Jesse Veitch's tombstone in Arlington National Cemetery. Anne Cady

Jesse Veitch died a few years before his cousin Teddi Smith was born. Smith, whose parents died when she was 20, says finding lost family members makes her feel more connected. Anne Cady hide caption

itoggle caption Anne Cady

Anne Cady spends her Saturdays at Arlington National Cemetery in Virginia, searching for tombstones of people she never met. She admits that most people don't understand her hobby.

"Some people think it is kind of ghoulish," she says. "Others totally understand that it is just very peaceful. I've always enjoyed being out in cemeteries and mixing that with my love of puzzles. You know, there couldn't be anything better."

Cady is one of thousands of people who volunteer to take photos of tombstones for the Web site FindAGrave.com. The site links up people from across the United States — all over the world even — who want a photo of a tombstone but don't have the cash to get there and take the photo themselves.

On The Hunt

Camera slung around her neck, Cady laces up her shoes and heads to the cemetery. Among the graves she's hunting for today is that of Jesse Veith, a World War I veteran who fought in France in 1918.

She walks for almost an hour, stopping occasionally to glance at her notes. She knows she's getting close. She repeats the number "1556" out loud, like a mantra, as she combs through one section of the graveyard. Then she shouts.

"We have Jesse Veitch!"

But there's a problem. The tombstone reads V-E-I-T-H, not V-E-I-T-C-H. Cady isn't surprised. "These stones are not always perfectly right — they did a less-than-pristine job of getting names right."
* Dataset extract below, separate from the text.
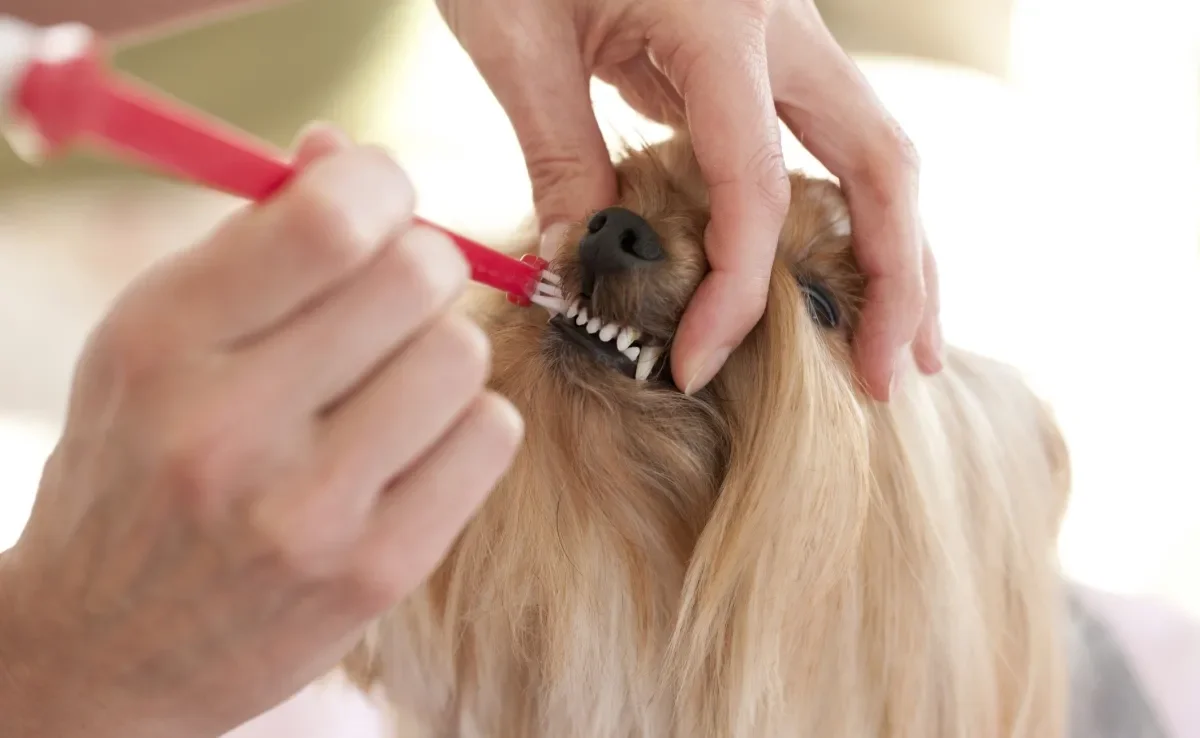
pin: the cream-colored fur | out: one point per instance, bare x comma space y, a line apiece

Still, she takes a few photos and continues trudging through the cemetery.

Finding Graves Online

Jim Tipton started FindAGrave.com about 15 years ago as a place to post photos of tombstones for famous people like Al Capone and Karl Marx. Then people started putting up pictures of tombstones with only marginally famous names on them.

"At some point, I said, 'I am sick of drawing the lines of who is famous and who isn't. I'm just going to accept everyone,' " Tipton says. The floodgates opened. Since then, Find A Grave volunteers have taken over a half-million photos of tombstones.

"We're now adding names at 40,000 a day or something like that, which is higher than the death rate in the U.S.," Tipton says. "So we are kind of gaining ground on U.S. burials."

A Family Member Found

Cady's search for Veitch's tombstone was requested by his cousin, Teddi Smith. Smith, 63, started tracking her family history almost a decade ago.

"I would love to be able to sit down with my mother at this point and ask her a zillion questions, but those are questions that I'll never get answered," Smith says.

Her parents died when she was 20, so Smith has had to learn about a lot of her family through historical documents and Web sites like Find A Grave. She lives in Florida, and although she never met Veitch, she says getting to know family members like him — whether dead or alive — makes her feel more whole, more connected.

"There's actually an emotional attachment that you get when you actually see the picture of the grave marker," Smith says. "You can put that in your family tree, and they are no longer just a name and some dates."

On the Find A Grave Web site, Smith finally sees Cady's photos of Veitch's tombstone. She's ecstatic.

"Oh my goodness," she breathes. "Oh my goodness. That is just beautiful. I have goosebumps everywhere. Yeah, it's misspelled, but yeah, that's him."

Now that she has seen the grave, Smith can call Arlington National Cemetery and get a new headstone — with the right spelling. And once the new one is up, she says, she's going to want another photo.